Any software development process is divided into several logical stages that allow a software development company to organize its work efficiently in order to build a software product of the required functionality within a specific time frame and budget. A professional software development team has an opportunity thorough planning and a well-thought organization of a software development process eliminate unnecessary risks or reduce them to the minimum.

A typical software development lifecycle comprises the following stages:

  • Documentation of software development.
  • Designing a software product.
  • Implementing the software product.
  • Testing the software solution.
  • Deployment of the solution.
  • Maintenance of the product. 
Software development teams, taking into account its goals and the scale of a particular project, have a number of well-established software development models to choose from. Therefore, each software development company adopts the best-suited model, which facilitates the software development process and boosts the productivity of its team members. 

The most common software development models applied for the development process are:

  • Waterfall model. This model is mainly apt for small and relatively easy software projects. Software companies working according to this model complete each stage in consecutive order and review its results before proceeding to another stage, which renders the waterfall model inflexible and unsuitable for complex long-term software projects. 

  • Spiral model. The essence of this model is in the underscored importance of a risk-analysis during the development process. The spiral model presupposes that each stage of the classical waterfall model is divided into several iterations, and each iteration undergoes planning and risk analysis. As a result this model allows a software company to produce working software after each iterative stage, while evaluating the risks on an ongoing basis. However, adopting the spiral model may result in notably higher costs.

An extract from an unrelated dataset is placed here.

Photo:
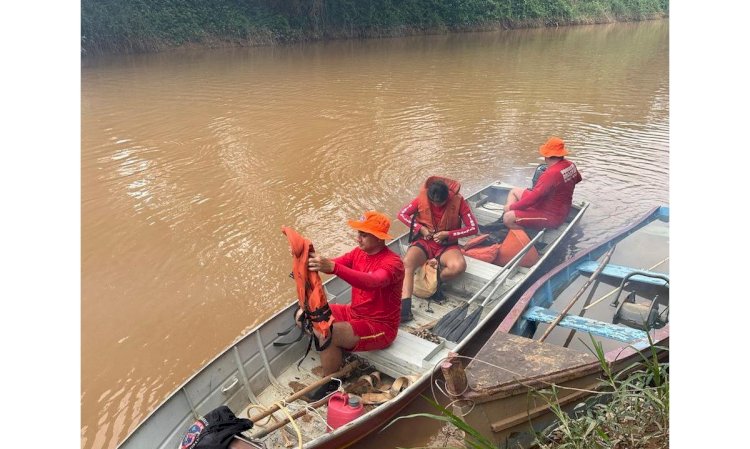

  • V-shaped model. This model is similar to the waterfall model, though the main emphasis is placed on the verification stage and testing, which overlap all the other stages of the software development lifecycle. Tests are planed starting from the documentation stage, then throughout integration and coding and after the actual implementation of a software product testing itself is initiated. Therefore, the V-shape is formed due to the upward direction of testing, i.e. test execution.

  • Iterative model. This model allows a software company to spot and mend problems at the earlier stages of the software development lifecycle, which makes the development process more flexible. This aim is achieved by breaking down the whole lifecycle into several iterations, thus handling the process in smaller portions. The iterative model allows creating the initial version of a software product straight after the first iteration.

  • Agile development. This development model adopts the iterative model as a baseline, while putting an emphasis on the human factor, which is achieved by software team feedbacks throughout the ongoing development process.